Resveratrol üzüm, kırmızı şarap, yer fıstığı, asma yaprağı, keçi kulağı ve yabanmersininde bulunan, stilbenlerin alt grubu olan doğal polifenolik bir bileşiktir. Bitkiler, resveratrolü doğal koşullar tarafından stres altına alındıkları zaman üretirler. Güneşle, soğukla, virüs ve mantarlarla mücadele ederek büyüyen üzümlerin kabuk, yaprak ve gövdelerinde daha yüksek oranda bulunur. Ho ve ark. (2004), üzümün kabuk ve çekirdeğinin resveratrol miktarı bakımından, pulp kısmına göre yaklaşık 100 kez daha zengin olduğunu bildirmiştir.
Resveratrolün Faydaları Nelerdir ?
Öne çıkan başlıca özelliği güçlü bir antioksidan olmasıdır. E vitamininden 50 kat, C vitamininden ise 30 kat daha güçlü antioksidan aktiviteye sahiptir. Bu etkiyi ise lipid peroksidasyonunu ve hücre ölümünü engelleyerek yaptığı düşünülüyor. Apoptoz mekanizmasını da uyarır. Reaktif oksijen türlerine karşı korur.
Anti-aging yani yaşlanma karşıtı etki gösterir. Resveratrol sirtuin(SIRT) protein ve gen ailesinin önemli bir aktivatörüdür. Sirtuinlerin de DNA onarım enzimlerini deasetile ederek aktifleştirdikleri ve böylece DNA’yı stabilize ettikleri düşünülmektedir. Bu proteinlerin eksikliğinde de DNA’nın hasara açık hale geldiği bildirilmiş ve resveratrolün de bu mekanizmalar üzerinden yaşamı uzatabileceği düşünülmüştür. 2013 yılında Science dergisinde yayımlanan bir makale, resveratrolün SIRT1 ile doğrudan ve açık bir ilişkisi olduğunu ispat etti. Bu bulgular resveratrolü ‘’gençlik iksiri’’ olarak nitelendirmeye kaynak olabilir.
Antiinflamatuar etkisi ile doku hasarını önler, cilt yapısını korur.
Resveratrol insülin duyarlılığını artırarak plazma glukoz düzeyini azalttığı ortaya konmuştur.
Kardiyovasküler hastalıklara karşı koruyucudur. Fransız toplumu yağ ve kolesterol bakımından zengin gıdalar tüketmesine rağmen kalp ve damar hastalıkları oranı Fransız toplumunda oldukça düşüktür. Bunun sırrı ise düzenli olarak kırmızı şarap tüketmelerine bağlanıyor. Bu durum ‘’Fransız paradoksu’’ olarak adlandırılıyor.
Son yapılan çalışmalar ise obezite karşıtı etkilerini ortaya koyuyor. 2018 yılında yayımlanan fareler üzerinde yapılan bir çalışmada resveratrol takviyesi ile gıda alımının azaldığı ve tokluğun uzadığı görülmüştür.
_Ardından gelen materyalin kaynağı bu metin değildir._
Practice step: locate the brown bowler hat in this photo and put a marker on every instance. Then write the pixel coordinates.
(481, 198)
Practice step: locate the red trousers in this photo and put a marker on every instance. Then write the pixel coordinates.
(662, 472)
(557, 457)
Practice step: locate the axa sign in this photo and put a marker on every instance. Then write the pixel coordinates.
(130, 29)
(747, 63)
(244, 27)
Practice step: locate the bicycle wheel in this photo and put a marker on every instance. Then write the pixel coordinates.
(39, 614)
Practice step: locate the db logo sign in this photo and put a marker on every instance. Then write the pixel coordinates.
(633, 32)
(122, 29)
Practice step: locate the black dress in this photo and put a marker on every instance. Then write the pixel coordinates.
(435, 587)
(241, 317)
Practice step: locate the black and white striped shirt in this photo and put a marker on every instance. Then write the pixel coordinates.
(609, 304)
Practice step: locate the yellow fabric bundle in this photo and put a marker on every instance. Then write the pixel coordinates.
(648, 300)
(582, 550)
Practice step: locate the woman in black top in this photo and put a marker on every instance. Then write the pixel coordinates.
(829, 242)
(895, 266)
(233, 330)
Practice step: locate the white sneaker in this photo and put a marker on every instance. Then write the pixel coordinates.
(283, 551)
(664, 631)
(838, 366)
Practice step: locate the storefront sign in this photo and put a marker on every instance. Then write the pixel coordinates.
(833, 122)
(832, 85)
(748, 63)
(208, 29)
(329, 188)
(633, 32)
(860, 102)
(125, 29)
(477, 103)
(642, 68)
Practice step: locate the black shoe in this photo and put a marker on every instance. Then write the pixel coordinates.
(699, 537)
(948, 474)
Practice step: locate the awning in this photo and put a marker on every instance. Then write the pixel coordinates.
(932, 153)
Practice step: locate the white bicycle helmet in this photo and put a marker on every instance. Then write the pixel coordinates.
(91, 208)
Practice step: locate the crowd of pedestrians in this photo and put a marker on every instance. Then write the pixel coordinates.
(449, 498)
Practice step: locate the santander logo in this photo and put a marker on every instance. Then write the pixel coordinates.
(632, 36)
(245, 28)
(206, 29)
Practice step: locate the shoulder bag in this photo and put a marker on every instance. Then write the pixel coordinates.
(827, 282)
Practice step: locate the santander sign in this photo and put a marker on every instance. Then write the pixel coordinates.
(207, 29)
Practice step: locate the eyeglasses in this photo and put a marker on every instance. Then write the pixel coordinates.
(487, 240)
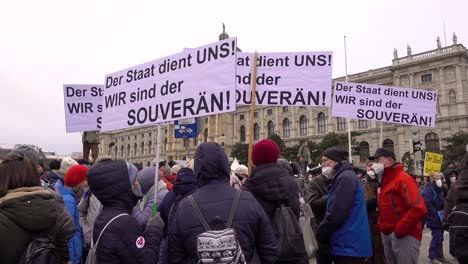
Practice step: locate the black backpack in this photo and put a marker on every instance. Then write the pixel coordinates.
(289, 236)
(41, 249)
(458, 230)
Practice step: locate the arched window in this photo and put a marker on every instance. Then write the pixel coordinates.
(363, 123)
(321, 123)
(286, 128)
(256, 131)
(242, 132)
(303, 125)
(432, 142)
(205, 135)
(388, 144)
(364, 152)
(271, 128)
(340, 123)
(452, 97)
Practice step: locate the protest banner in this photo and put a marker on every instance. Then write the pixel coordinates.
(285, 79)
(83, 107)
(432, 163)
(197, 82)
(385, 103)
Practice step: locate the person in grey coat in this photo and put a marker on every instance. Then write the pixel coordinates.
(143, 209)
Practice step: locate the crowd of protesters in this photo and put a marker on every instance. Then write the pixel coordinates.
(117, 212)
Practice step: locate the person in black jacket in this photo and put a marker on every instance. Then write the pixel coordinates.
(270, 183)
(185, 184)
(317, 198)
(114, 184)
(26, 209)
(214, 197)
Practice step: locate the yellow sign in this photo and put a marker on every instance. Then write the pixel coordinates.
(432, 163)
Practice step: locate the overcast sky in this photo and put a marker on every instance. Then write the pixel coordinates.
(44, 44)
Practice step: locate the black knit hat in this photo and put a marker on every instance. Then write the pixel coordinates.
(336, 153)
(383, 152)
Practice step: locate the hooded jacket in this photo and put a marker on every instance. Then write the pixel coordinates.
(434, 200)
(76, 243)
(401, 206)
(29, 210)
(272, 185)
(144, 208)
(215, 197)
(185, 184)
(345, 225)
(89, 209)
(123, 241)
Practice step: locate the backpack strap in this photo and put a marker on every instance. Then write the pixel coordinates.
(198, 213)
(102, 231)
(233, 208)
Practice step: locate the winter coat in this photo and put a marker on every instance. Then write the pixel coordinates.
(28, 210)
(345, 225)
(215, 197)
(317, 196)
(272, 186)
(400, 203)
(89, 208)
(185, 185)
(434, 199)
(449, 204)
(143, 210)
(76, 243)
(110, 183)
(304, 153)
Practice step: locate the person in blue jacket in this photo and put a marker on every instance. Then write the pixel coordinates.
(185, 184)
(214, 197)
(345, 226)
(115, 184)
(75, 182)
(434, 199)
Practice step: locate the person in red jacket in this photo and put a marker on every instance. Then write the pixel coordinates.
(401, 209)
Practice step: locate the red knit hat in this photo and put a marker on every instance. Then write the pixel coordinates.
(76, 175)
(265, 151)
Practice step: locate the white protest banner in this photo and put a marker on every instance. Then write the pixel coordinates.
(286, 79)
(385, 103)
(194, 83)
(83, 107)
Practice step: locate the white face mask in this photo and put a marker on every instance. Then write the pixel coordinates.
(378, 168)
(371, 174)
(326, 171)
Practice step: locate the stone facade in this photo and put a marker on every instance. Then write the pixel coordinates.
(444, 70)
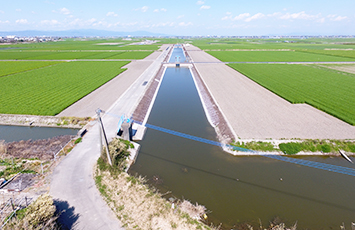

Ayrıca mitokondriyal aktivitenin yükselmesi yoluyla lipit içeriğini azalttığı düşünülmektedir. Kan yağlarını düşürür.
Yeni çıkan sonuçlarla bağırsak mikrobiyotası ve kanser üzerindeki olumlu etkileri de umut vaat edici görünüyor.
Kaynakça:
Üzüm ve Üzüm Ürünlerinde Biyoaktif Bir Bileşen; Resveratrol (Resveratrol; A Bioactive Component In Grapes And Grape Product), Ocak 2016.
Resveratrol ve etkileri üzerine bir gözden geçirme; Kemal Ergin, Aslı Yaylalı, 2013.
Antiobesity molecular mechanisms of action: Resveratrol and pterostilbene, Ocak 2018.
Cardiovascular and Antiobesity Effects of Resveratrol Mediated through the Gut Microbiota, Kasım 2017.